Solved on Feb 28, 2024

What percentage of students from a high school with normally distributed SAT scores (mean $1497$ , std. dev. $310$ ) meet the college's minimum score requirement of $536$ ?

STEP 1

Assumptions
1. The SAT scores are normally distributed.
2. The mean (average) SAT score is 1497.
3. The standard deviation of the SAT scores is 310.
4. The minimum SAT score required for college admission is 536.
5. We are looking for the percentage of students scoring at or above 536.

STEP 2

To find the percentage of students who score at or above the minimum requirement, we need to calculate the z-score for the score of 536. The z-score is a measure of how many standard deviations an element is from the mean.
$z = \frac{{X - \mu}}{{\sigma}}$
Where: - $X$ is the score of interest (536 in this case), - $\mu$ is the mean of the distribution (1497), - $\sigma$ is the standard deviation of the distribution (310).

STEP 3

Now, plug in the values for $X$ , $\mu$ , and $\sigma$ to calculate the z-score for the score of 536.
$z = \frac{{536 - 1497}}{{310}}$

STEP 4

Calculate the z-score.
$z = \frac{{536 - 1497}}{{310}} = \frac{{-961}}{{310}} \approx -3.10$

STEP 5

The z-score tells us how many standard deviations the score of 536 is below the mean.

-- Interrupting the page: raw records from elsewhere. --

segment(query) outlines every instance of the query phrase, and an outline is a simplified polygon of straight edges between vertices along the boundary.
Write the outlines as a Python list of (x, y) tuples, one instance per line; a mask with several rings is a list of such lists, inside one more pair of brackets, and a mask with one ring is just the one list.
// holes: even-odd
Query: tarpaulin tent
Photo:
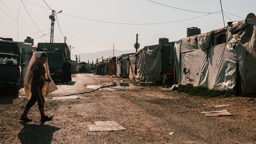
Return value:
[(130, 60), (129, 56), (135, 53), (121, 54), (116, 57), (116, 69), (118, 77), (122, 78), (129, 78), (130, 72)]
[(115, 74), (116, 69), (116, 57), (114, 56), (110, 59), (109, 61), (109, 74), (110, 76)]
[(256, 18), (234, 22), (176, 42), (176, 81), (209, 89), (255, 92), (255, 24)]
[[(167, 65), (169, 64), (172, 64), (171, 67), (173, 68), (174, 49), (174, 42), (171, 42), (168, 44), (147, 46), (139, 49), (136, 54), (136, 81), (145, 83), (160, 81), (160, 71), (166, 74)], [(131, 78), (132, 77), (132, 75), (130, 76)]]
[(129, 78), (133, 79), (135, 78), (136, 74), (136, 55), (135, 54), (131, 55), (129, 56), (129, 60), (130, 60), (130, 71), (129, 72)]
[(138, 82), (160, 80), (159, 72), (162, 70), (161, 45), (145, 46), (136, 53), (137, 75)]

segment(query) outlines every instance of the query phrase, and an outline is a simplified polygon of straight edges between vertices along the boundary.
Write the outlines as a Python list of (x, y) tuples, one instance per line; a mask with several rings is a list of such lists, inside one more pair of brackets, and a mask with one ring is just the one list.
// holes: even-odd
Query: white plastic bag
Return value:
[[(33, 77), (33, 71), (31, 70), (30, 68), (31, 66), (36, 62), (36, 58), (40, 58), (41, 57), (42, 54), (43, 52), (34, 52), (33, 53), (33, 55), (30, 60), (29, 61), (28, 65), (27, 68), (27, 70), (25, 73), (24, 76), (24, 89), (25, 92), (28, 99), (29, 100), (31, 97), (31, 92), (30, 88), (31, 88), (31, 83), (32, 82), (32, 78)], [(49, 94), (53, 92), (54, 90), (57, 90), (58, 88), (57, 86), (54, 84), (53, 81), (50, 75), (50, 71), (49, 70), (49, 66), (48, 66), (48, 61), (46, 59), (46, 61), (44, 64), (44, 66), (45, 68), (45, 78), (51, 80), (51, 82), (44, 82), (44, 85), (42, 90), (42, 93), (44, 97), (46, 96)]]

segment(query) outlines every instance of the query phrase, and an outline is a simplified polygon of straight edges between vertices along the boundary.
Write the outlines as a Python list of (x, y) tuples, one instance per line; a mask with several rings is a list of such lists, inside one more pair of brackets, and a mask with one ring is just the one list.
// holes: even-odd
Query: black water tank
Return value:
[(159, 38), (158, 44), (167, 44), (169, 42), (169, 39), (167, 38)]
[(201, 34), (201, 30), (197, 27), (193, 27), (187, 28), (187, 37)]

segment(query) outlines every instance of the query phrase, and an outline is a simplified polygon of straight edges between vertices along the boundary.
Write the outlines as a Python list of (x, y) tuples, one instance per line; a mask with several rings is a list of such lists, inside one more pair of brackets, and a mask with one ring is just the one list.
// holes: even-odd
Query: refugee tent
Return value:
[(174, 48), (174, 42), (171, 42), (168, 44), (146, 46), (139, 49), (136, 54), (136, 81), (145, 83), (160, 81), (160, 71), (166, 74), (167, 65), (169, 64), (173, 64), (171, 65), (173, 68)]
[(111, 58), (109, 61), (109, 76), (112, 76), (115, 75), (116, 65), (116, 57), (114, 56)]
[(130, 61), (130, 71), (129, 72), (129, 78), (134, 79), (135, 78), (136, 73), (136, 55), (135, 54), (130, 55), (129, 56)]
[(210, 89), (255, 92), (256, 24), (256, 18), (233, 22), (176, 42), (176, 81)]
[(135, 53), (121, 54), (117, 57), (116, 69), (117, 76), (122, 78), (129, 78), (130, 60), (129, 56)]

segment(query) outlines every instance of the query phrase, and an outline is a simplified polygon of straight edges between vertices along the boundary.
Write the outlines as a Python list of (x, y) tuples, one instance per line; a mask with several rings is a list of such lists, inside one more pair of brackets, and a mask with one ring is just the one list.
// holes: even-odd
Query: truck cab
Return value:
[(12, 88), (13, 93), (18, 93), (28, 63), (26, 50), (30, 48), (31, 51), (31, 47), (28, 44), (0, 40), (0, 87)]
[(65, 58), (70, 60), (69, 48), (65, 43), (38, 43), (36, 51), (45, 52), (50, 75), (53, 80), (62, 80), (62, 66)]

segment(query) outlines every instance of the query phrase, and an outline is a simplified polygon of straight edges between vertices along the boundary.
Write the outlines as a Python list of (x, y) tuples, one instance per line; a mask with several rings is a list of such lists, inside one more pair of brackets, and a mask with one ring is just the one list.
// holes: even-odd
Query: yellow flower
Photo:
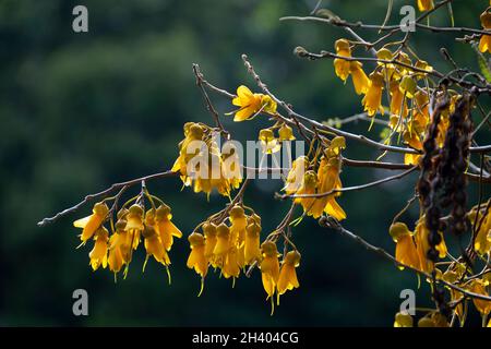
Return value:
[(424, 132), (427, 124), (430, 122), (430, 99), (428, 94), (418, 91), (415, 94), (416, 108), (412, 111), (412, 125), (417, 132)]
[(237, 249), (237, 264), (240, 268), (244, 266), (244, 241), (248, 218), (242, 206), (236, 205), (230, 209), (230, 244)]
[[(424, 225), (424, 217), (421, 217), (416, 225), (416, 249), (418, 251), (419, 256), (419, 265), (420, 269), (430, 273), (433, 270), (433, 262), (428, 258), (428, 251), (430, 250), (430, 243), (428, 241), (428, 236), (430, 230), (428, 230)], [(446, 244), (443, 239), (443, 233), (439, 232), (442, 241), (436, 245), (436, 251), (439, 252), (439, 257), (443, 258), (446, 256)]]
[(370, 79), (368, 79), (361, 64), (358, 61), (351, 61), (349, 72), (351, 73), (352, 85), (357, 95), (366, 94), (370, 87)]
[(278, 135), (279, 135), (279, 141), (294, 141), (295, 140), (295, 135), (294, 135), (294, 130), (287, 125), (286, 123), (284, 123), (279, 130), (278, 130)]
[(129, 262), (130, 245), (128, 244), (127, 220), (119, 219), (116, 222), (116, 232), (109, 239), (109, 269), (119, 273), (124, 263)]
[(482, 224), (479, 228), (479, 231), (477, 232), (476, 239), (474, 241), (474, 249), (476, 252), (478, 252), (480, 255), (489, 254), (491, 251), (491, 214), (488, 212), (486, 217), (482, 217), (482, 214), (479, 214), (477, 220), (476, 220), (476, 212), (477, 209), (474, 209), (469, 214), (469, 220), (471, 224), (477, 221), (478, 226), (479, 222), (482, 220)]
[(254, 219), (251, 219), (246, 231), (246, 241), (244, 241), (246, 265), (251, 265), (255, 261), (261, 260), (260, 234), (261, 234), (261, 226)]
[[(188, 147), (193, 141), (201, 141), (204, 135), (204, 129), (194, 122), (187, 122), (184, 124), (184, 140), (179, 143), (179, 157), (172, 166), (172, 171), (179, 171), (181, 173), (182, 182), (185, 185), (191, 184), (191, 180), (188, 178), (188, 163), (197, 155), (199, 149), (194, 153), (189, 152)], [(191, 154), (190, 154), (191, 153)]]
[[(397, 262), (414, 268), (419, 268), (419, 256), (412, 233), (404, 222), (395, 222), (390, 231), (392, 239), (396, 242), (395, 258)], [(400, 266), (400, 269), (404, 267)]]
[[(395, 116), (407, 117), (407, 103), (404, 98), (404, 93), (400, 92), (399, 84), (395, 81), (391, 82), (391, 113)], [(402, 112), (403, 110), (403, 112)]]
[[(331, 144), (331, 147), (335, 145), (336, 143), (333, 142)], [(333, 148), (331, 148), (331, 152), (333, 152)], [(339, 172), (340, 161), (338, 157), (323, 156), (318, 170), (318, 193), (328, 193), (333, 190), (340, 189), (342, 182), (339, 179)], [(337, 220), (345, 219), (346, 213), (336, 202), (336, 196), (339, 195), (340, 193), (332, 193), (330, 195), (324, 195), (323, 197), (316, 198), (309, 214), (311, 214), (314, 218), (319, 218), (324, 212), (325, 214), (336, 218)]]
[(261, 109), (268, 113), (276, 113), (276, 101), (267, 95), (261, 95)]
[(239, 107), (239, 110), (233, 111), (233, 121), (248, 120), (260, 111), (276, 112), (276, 103), (270, 96), (253, 94), (243, 85), (237, 87), (237, 97), (232, 99), (232, 105)]
[(271, 129), (261, 130), (259, 140), (261, 141), (261, 147), (265, 154), (273, 154), (282, 148), (282, 143), (278, 142)]
[(224, 275), (224, 277), (228, 279), (229, 277), (237, 278), (239, 277), (239, 274), (240, 267), (237, 260), (237, 248), (232, 245), (230, 246), (230, 249), (228, 249), (224, 267), (221, 268), (221, 275)]
[(170, 264), (170, 260), (160, 239), (160, 234), (157, 232), (158, 226), (155, 218), (154, 209), (148, 210), (145, 215), (145, 229), (142, 234), (145, 238), (144, 245), (146, 250), (146, 258), (143, 264), (143, 270), (145, 270), (146, 262), (151, 255), (154, 256), (155, 261), (164, 264), (165, 266)]
[(203, 279), (208, 272), (208, 261), (205, 257), (205, 239), (201, 233), (193, 232), (188, 237), (188, 240), (191, 245), (191, 253), (187, 266), (194, 269)]
[(304, 155), (294, 160), (291, 169), (287, 174), (285, 186), (283, 188), (287, 194), (294, 194), (301, 188), (308, 165), (309, 160)]
[(101, 265), (103, 268), (107, 266), (107, 243), (109, 241), (109, 232), (106, 228), (99, 227), (94, 233), (94, 249), (92, 249), (88, 257), (91, 258), (91, 266), (94, 270)]
[(223, 267), (228, 250), (230, 249), (230, 229), (224, 222), (216, 227), (216, 245), (213, 256), (217, 266)]
[(278, 250), (276, 249), (276, 244), (272, 241), (263, 242), (261, 249), (263, 255), (263, 261), (260, 265), (261, 278), (264, 290), (267, 293), (267, 299), (273, 299), (279, 277)]
[(75, 228), (82, 228), (82, 234), (80, 239), (82, 243), (85, 243), (88, 239), (91, 239), (95, 231), (100, 227), (103, 221), (106, 219), (106, 216), (109, 212), (109, 208), (104, 203), (97, 203), (94, 205), (93, 214), (85, 218), (77, 219), (73, 222)]
[(158, 206), (155, 212), (156, 231), (167, 251), (172, 246), (173, 238), (182, 238), (182, 232), (170, 221), (170, 219), (172, 219), (170, 207), (167, 205)]
[(434, 3), (433, 0), (418, 0), (418, 9), (419, 11), (430, 11), (433, 10)]
[[(479, 279), (471, 281), (470, 291), (487, 297), (489, 296), (488, 291), (486, 290), (484, 284)], [(472, 302), (476, 309), (481, 313), (481, 315), (487, 316), (491, 312), (491, 301), (472, 298)]]
[(232, 143), (227, 143), (224, 147), (224, 153), (221, 155), (223, 177), (228, 180), (230, 188), (238, 189), (242, 182), (239, 152)]
[[(203, 224), (203, 233), (205, 237), (205, 257), (212, 262), (213, 265), (213, 250), (216, 245), (216, 226), (213, 222), (206, 221)], [(215, 265), (213, 265), (215, 266)]]
[[(315, 194), (315, 188), (318, 186), (318, 176), (314, 171), (309, 170), (303, 174), (302, 184), (296, 192), (298, 195)], [(315, 201), (315, 197), (295, 197), (295, 203), (302, 205), (303, 212), (311, 215), (311, 208)], [(320, 216), (320, 215), (319, 215)], [(314, 218), (316, 218), (314, 216)]]
[(408, 313), (397, 313), (395, 315), (394, 327), (412, 327), (412, 316)]
[[(383, 47), (376, 51), (376, 58), (384, 61), (392, 61), (394, 59), (394, 56), (390, 49)], [(378, 65), (382, 67), (383, 75), (387, 81), (391, 81), (394, 73), (396, 72), (395, 63), (378, 62)]]
[(282, 268), (279, 269), (278, 277), (278, 304), (279, 296), (285, 293), (287, 290), (292, 290), (294, 288), (300, 287), (297, 278), (296, 268), (300, 265), (300, 253), (298, 251), (290, 251), (286, 254), (283, 261)]
[[(349, 43), (346, 39), (339, 39), (334, 44), (337, 56), (343, 57), (351, 57), (351, 49), (349, 47)], [(336, 75), (339, 76), (340, 80), (346, 81), (349, 75), (350, 62), (348, 60), (336, 58), (334, 60), (334, 70)]]
[(140, 243), (140, 234), (143, 229), (143, 208), (142, 206), (134, 204), (130, 207), (129, 213), (127, 215), (127, 231), (129, 245), (133, 246), (133, 250), (136, 250)]
[(370, 74), (370, 87), (362, 99), (362, 105), (364, 106), (364, 111), (368, 112), (370, 117), (374, 116), (379, 110), (384, 113), (384, 108), (382, 107), (382, 89), (384, 88), (384, 77), (381, 73), (373, 72)]
[[(491, 29), (491, 12), (489, 9), (481, 13), (480, 20), (484, 29)], [(481, 52), (488, 51), (491, 53), (491, 35), (481, 35), (481, 39), (479, 40), (479, 50)]]
[[(427, 61), (423, 60), (418, 60), (415, 64), (416, 68), (423, 70), (428, 73), (431, 73), (433, 71), (433, 67), (431, 67)], [(421, 80), (422, 77), (424, 77), (426, 75), (428, 75), (428, 73), (421, 73), (421, 72), (415, 72), (416, 73), (416, 79), (417, 80)]]
[[(419, 136), (416, 132), (410, 133), (409, 131), (404, 132), (403, 134), (404, 141), (414, 149), (422, 151), (422, 143), (419, 140)], [(406, 165), (418, 165), (419, 158), (421, 156), (419, 154), (405, 154), (404, 155), (404, 164)]]
[(450, 324), (445, 316), (433, 311), (418, 321), (418, 327), (448, 327)]
[(418, 85), (411, 76), (404, 75), (399, 83), (399, 89), (407, 98), (412, 98), (418, 91)]

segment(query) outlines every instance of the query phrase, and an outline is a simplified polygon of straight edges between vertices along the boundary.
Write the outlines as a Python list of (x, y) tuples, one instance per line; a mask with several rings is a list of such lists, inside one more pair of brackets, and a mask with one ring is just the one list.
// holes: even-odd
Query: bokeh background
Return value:
[[(392, 326), (399, 292), (417, 289), (417, 277), (399, 272), (360, 245), (304, 219), (294, 231), (303, 258), (301, 287), (282, 299), (275, 315), (259, 273), (230, 280), (211, 274), (196, 297), (197, 276), (185, 268), (189, 245), (177, 241), (171, 251), (172, 285), (165, 269), (151, 261), (140, 272), (136, 254), (127, 280), (113, 282), (109, 270), (93, 273), (89, 246), (75, 250), (80, 231), (72, 221), (91, 205), (56, 224), (36, 222), (77, 203), (110, 183), (168, 169), (177, 156), (185, 121), (212, 123), (195, 87), (192, 63), (206, 79), (233, 92), (255, 87), (241, 53), (248, 53), (270, 87), (297, 110), (318, 120), (346, 118), (361, 111), (352, 87), (334, 75), (332, 61), (310, 62), (292, 55), (296, 46), (332, 50), (346, 34), (322, 24), (279, 22), (284, 15), (306, 15), (315, 0), (227, 1), (0, 1), (0, 325), (288, 325)], [(487, 1), (454, 1), (457, 25), (480, 27)], [(395, 1), (397, 9), (415, 1)], [(89, 32), (72, 31), (72, 9), (85, 4)], [(387, 1), (323, 1), (350, 21), (382, 23)], [(432, 17), (447, 25), (448, 15)], [(375, 33), (363, 33), (372, 39)], [(448, 35), (415, 34), (422, 59), (447, 71), (438, 48), (477, 69), (472, 49)], [(363, 53), (360, 51), (360, 53)], [(348, 84), (350, 84), (348, 82)], [(228, 100), (212, 94), (220, 113)], [(224, 124), (242, 139), (255, 139), (265, 125)], [(367, 132), (368, 124), (347, 130)], [(373, 139), (381, 129), (374, 127)], [(380, 153), (349, 142), (346, 155), (373, 159)], [(387, 156), (400, 161), (400, 156)], [(386, 173), (346, 168), (345, 185), (364, 183)], [(410, 197), (415, 176), (339, 200), (348, 213), (345, 227), (393, 252), (387, 227)], [(220, 209), (224, 197), (180, 191), (178, 179), (148, 182), (148, 189), (172, 207), (173, 221), (184, 232)], [(280, 181), (255, 181), (246, 201), (263, 216), (271, 231), (288, 209), (273, 198)], [(472, 184), (471, 192), (476, 193)], [(412, 222), (417, 207), (404, 216)], [(452, 243), (452, 242), (451, 242)], [(86, 289), (89, 315), (72, 314), (72, 292)], [(431, 305), (428, 286), (418, 292), (420, 305)]]

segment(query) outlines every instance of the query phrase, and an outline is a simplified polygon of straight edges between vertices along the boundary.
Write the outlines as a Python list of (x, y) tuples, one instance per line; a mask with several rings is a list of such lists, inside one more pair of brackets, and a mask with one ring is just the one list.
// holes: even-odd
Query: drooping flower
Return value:
[(214, 265), (214, 260), (213, 260), (213, 250), (215, 250), (215, 245), (216, 245), (216, 226), (213, 222), (206, 221), (203, 224), (203, 233), (205, 237), (205, 251), (204, 251), (204, 255), (206, 257), (206, 260), (208, 260), (212, 265), (215, 267)]
[(233, 143), (226, 143), (221, 154), (221, 173), (229, 181), (231, 189), (238, 189), (243, 176), (240, 167), (240, 156)]
[(264, 290), (267, 293), (267, 299), (272, 298), (273, 303), (273, 296), (279, 277), (278, 250), (276, 249), (276, 244), (272, 241), (263, 242), (261, 249), (263, 255), (260, 265), (261, 278)]
[(216, 227), (216, 244), (213, 250), (213, 257), (217, 266), (223, 267), (228, 250), (230, 249), (230, 229), (226, 224), (220, 224)]
[(296, 268), (300, 265), (300, 253), (298, 251), (290, 251), (286, 254), (283, 261), (282, 268), (279, 269), (278, 277), (278, 304), (279, 296), (285, 293), (287, 290), (292, 290), (294, 288), (300, 287), (297, 278)]
[(244, 241), (246, 265), (251, 265), (261, 260), (260, 234), (261, 226), (254, 219), (250, 219), (247, 227)]
[[(349, 43), (346, 39), (338, 39), (334, 44), (334, 48), (336, 49), (337, 56), (343, 57), (351, 57), (351, 48), (349, 47)], [(350, 62), (343, 58), (336, 58), (334, 60), (334, 70), (336, 75), (339, 76), (340, 80), (346, 81), (349, 76)]]
[(259, 140), (264, 154), (273, 154), (282, 148), (282, 143), (275, 137), (273, 130), (263, 129), (260, 131)]
[(142, 231), (144, 240), (144, 245), (146, 250), (146, 258), (143, 264), (143, 270), (145, 270), (145, 265), (151, 256), (154, 256), (155, 261), (168, 266), (170, 264), (169, 255), (167, 254), (164, 242), (158, 233), (158, 226), (156, 222), (155, 209), (147, 210), (145, 214), (145, 229)]
[(225, 256), (224, 266), (221, 268), (221, 275), (228, 279), (229, 277), (237, 278), (240, 274), (240, 266), (237, 258), (237, 246), (231, 245), (228, 249), (227, 255)]
[(418, 85), (410, 75), (404, 75), (399, 83), (399, 89), (407, 98), (412, 99), (418, 91)]
[[(479, 214), (478, 217), (476, 217), (476, 214), (477, 209), (472, 209), (468, 215), (469, 220), (472, 224), (476, 221), (479, 227), (474, 240), (474, 249), (477, 253), (483, 256), (491, 252), (491, 214), (489, 210), (486, 217), (482, 217), (482, 214)], [(480, 226), (479, 222), (481, 222)]]
[(433, 0), (418, 0), (418, 9), (419, 11), (430, 11), (433, 10), (434, 3)]
[(208, 272), (208, 261), (205, 257), (205, 239), (201, 233), (193, 232), (188, 237), (188, 241), (191, 245), (191, 253), (189, 254), (187, 266), (201, 276), (200, 296), (203, 291), (204, 278)]
[[(404, 222), (394, 222), (388, 230), (396, 243), (395, 258), (397, 262), (414, 268), (419, 268), (419, 255), (416, 249), (412, 233)], [(404, 267), (400, 266), (403, 269)]]
[[(491, 29), (491, 11), (488, 9), (480, 15), (481, 25), (484, 29)], [(479, 40), (479, 50), (491, 53), (491, 35), (481, 35)]]
[(399, 312), (395, 314), (394, 327), (412, 327), (412, 316), (408, 313)]
[[(179, 157), (172, 166), (172, 171), (179, 171), (184, 185), (191, 184), (191, 179), (188, 177), (188, 163), (195, 157), (200, 149), (192, 142), (202, 141), (204, 129), (194, 122), (187, 122), (184, 124), (184, 140), (179, 143)], [(190, 148), (190, 145), (192, 147)]]
[(170, 214), (170, 207), (167, 205), (160, 205), (155, 212), (155, 226), (156, 231), (159, 234), (164, 249), (169, 251), (173, 243), (173, 238), (182, 238), (182, 232), (171, 221), (172, 215)]
[[(420, 141), (419, 135), (416, 133), (416, 131), (412, 132), (406, 131), (403, 133), (403, 137), (404, 142), (406, 142), (411, 148), (422, 151), (422, 142)], [(419, 154), (406, 153), (404, 155), (404, 164), (418, 165), (420, 157), (421, 155)]]
[(358, 61), (351, 61), (349, 64), (349, 72), (357, 95), (366, 94), (370, 87), (370, 79), (368, 79), (362, 67), (363, 64)]
[(285, 186), (283, 188), (287, 194), (294, 194), (300, 189), (308, 165), (309, 160), (304, 155), (294, 160), (291, 169), (287, 174)]
[(448, 327), (448, 321), (438, 311), (432, 311), (418, 321), (418, 327)]
[(243, 85), (237, 87), (237, 97), (232, 99), (232, 105), (239, 107), (239, 110), (232, 112), (236, 115), (233, 121), (248, 120), (260, 111), (276, 112), (276, 103), (270, 96), (253, 94)]
[(282, 142), (284, 142), (284, 141), (294, 141), (295, 140), (294, 130), (289, 125), (287, 125), (286, 123), (284, 123), (279, 128), (278, 135), (279, 135), (279, 141), (282, 141)]
[(364, 111), (372, 117), (376, 111), (384, 113), (382, 107), (382, 89), (384, 88), (384, 77), (379, 72), (370, 74), (370, 87), (362, 99)]
[(243, 210), (243, 207), (236, 205), (230, 209), (229, 219), (230, 226), (230, 244), (235, 248), (237, 264), (242, 268), (246, 264), (244, 261), (244, 242), (246, 242), (246, 228), (248, 226), (248, 218)]
[[(470, 291), (488, 297), (484, 282), (480, 279), (475, 279), (470, 282)], [(481, 313), (482, 316), (488, 316), (491, 312), (491, 301), (472, 298), (474, 305)]]
[(128, 231), (128, 240), (129, 245), (136, 250), (140, 244), (140, 234), (143, 229), (145, 229), (143, 225), (143, 208), (142, 206), (134, 204), (129, 208), (127, 215), (127, 231)]
[[(331, 145), (331, 152), (333, 152), (332, 147), (335, 144)], [(340, 189), (343, 185), (339, 179), (339, 158), (337, 156), (323, 156), (318, 170), (318, 193), (330, 193), (334, 190)], [(314, 218), (319, 218), (322, 213), (325, 213), (337, 220), (345, 219), (346, 213), (336, 202), (336, 196), (339, 195), (339, 192), (333, 192), (328, 195), (316, 198), (309, 214), (311, 214)]]
[[(315, 189), (318, 186), (318, 176), (314, 171), (309, 170), (303, 174), (302, 184), (299, 190), (296, 192), (297, 195), (306, 195), (306, 194), (315, 194)], [(315, 201), (315, 197), (295, 197), (295, 203), (302, 205), (303, 210), (308, 214), (311, 214), (312, 205)], [(322, 213), (322, 210), (321, 210)], [(319, 214), (320, 216), (321, 214)], [(319, 217), (318, 216), (318, 217)], [(316, 218), (314, 216), (314, 218)]]
[(128, 232), (125, 230), (127, 220), (119, 219), (116, 222), (116, 231), (109, 238), (109, 269), (115, 274), (121, 270), (124, 263), (129, 262), (130, 245), (128, 243)]
[(406, 118), (408, 115), (407, 103), (404, 97), (404, 93), (400, 92), (399, 84), (396, 81), (392, 81), (391, 88), (391, 115), (402, 116)]
[[(430, 273), (433, 270), (434, 263), (428, 258), (428, 251), (430, 251), (430, 243), (428, 241), (428, 236), (430, 233), (430, 230), (424, 225), (424, 218), (421, 217), (417, 225), (416, 225), (416, 249), (418, 251), (418, 257), (419, 257), (419, 265), (420, 269)], [(439, 252), (439, 257), (443, 258), (446, 256), (446, 244), (445, 240), (443, 239), (443, 233), (439, 232), (442, 241), (435, 246), (436, 251)]]
[(97, 203), (94, 205), (93, 214), (91, 216), (77, 219), (73, 222), (75, 228), (82, 228), (82, 234), (80, 239), (82, 243), (85, 243), (91, 239), (96, 230), (101, 226), (109, 213), (109, 208), (105, 203)]
[(88, 254), (91, 258), (91, 266), (94, 270), (97, 270), (101, 265), (103, 268), (107, 266), (107, 243), (109, 241), (109, 232), (103, 226), (97, 228), (94, 233), (94, 249)]

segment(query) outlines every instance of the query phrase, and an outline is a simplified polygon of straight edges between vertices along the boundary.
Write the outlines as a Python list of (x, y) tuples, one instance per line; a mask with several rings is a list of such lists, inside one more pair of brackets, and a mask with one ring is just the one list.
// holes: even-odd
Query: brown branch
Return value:
[[(335, 221), (335, 219), (326, 218), (326, 217), (325, 217), (325, 219), (321, 218), (319, 220), (319, 224), (321, 225), (321, 227), (334, 229), (335, 231), (339, 232), (342, 236), (347, 237), (347, 238), (356, 241), (357, 243), (361, 244), (368, 251), (374, 252), (378, 255), (384, 257), (385, 260), (388, 260), (388, 261), (393, 262), (396, 266), (400, 266), (400, 267), (410, 269), (412, 272), (416, 272), (417, 274), (420, 274), (420, 275), (424, 276), (426, 278), (430, 278), (431, 279), (431, 275), (430, 274), (424, 273), (424, 272), (422, 272), (420, 269), (417, 269), (415, 267), (411, 267), (409, 265), (406, 265), (404, 263), (398, 262), (392, 254), (386, 252), (384, 249), (374, 246), (373, 244), (369, 243), (363, 238), (361, 238), (361, 237), (355, 234), (354, 232), (345, 229), (339, 222)], [(458, 287), (456, 285), (453, 285), (451, 282), (447, 282), (447, 281), (445, 281), (443, 279), (436, 279), (436, 282), (443, 284), (444, 286), (450, 287), (450, 288), (452, 288), (452, 289), (454, 289), (456, 291), (459, 291), (463, 294), (466, 294), (467, 297), (476, 298), (476, 299), (480, 299), (480, 300), (484, 300), (484, 301), (491, 301), (491, 297), (489, 297), (489, 296), (470, 292), (470, 291), (468, 291), (466, 289), (463, 289), (463, 288), (460, 288), (460, 287)]]
[(328, 192), (324, 192), (324, 193), (314, 193), (314, 194), (276, 194), (275, 196), (277, 198), (280, 200), (285, 200), (285, 198), (296, 198), (296, 197), (324, 197), (324, 196), (328, 196), (332, 195), (334, 193), (344, 193), (344, 192), (352, 192), (352, 191), (359, 191), (359, 190), (363, 190), (367, 188), (371, 188), (371, 186), (375, 186), (375, 185), (380, 185), (386, 182), (391, 182), (397, 179), (400, 179), (409, 173), (411, 173), (414, 170), (416, 170), (418, 167), (417, 166), (412, 166), (410, 169), (395, 174), (395, 176), (391, 176), (391, 177), (386, 177), (383, 179), (380, 179), (378, 181), (374, 182), (370, 182), (370, 183), (366, 183), (366, 184), (361, 184), (361, 185), (354, 185), (354, 186), (345, 186), (345, 188), (338, 188), (338, 189), (333, 189), (330, 190)]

Now we need to find the percentage of students that score above this z-score.
We can use the standard normal distribution table or a calculator with normal distribution functions to find the probability that a student scores higher than a z-score of -3.10.

STEP 6

Using the standard normal distribution table or a calculator, we find the cumulative probability for a z-score of -3.10.
The cumulative probability represents the percentage of students scoring below 536. To find the percentage of students scoring at or above 536, we subtract this value from 1.

STEP 7

If the cumulative probability for a z-score of -3.10 is found to be $p$ , then the percentage of students scoring at or above 536 is:
$Percentage = (1 - p) \times 100\%$

STEP 8

Assuming the cumulative probability for a z-score of -3.10 is approximately 0.0010 (this value may vary slightly depending on the source of the normal distribution table or the precision of the calculator), we calculate the percentage of students meeting the admission requirement.
$Percentage = (1 - 0.0010) \times 100\%$

STEP 9

Calculate the percentage.
$Percentage = (0.9990) \times 100\% = 99.90\%$
Approximately 99.90% of students from this school earn scores that satisfy the admission requirement.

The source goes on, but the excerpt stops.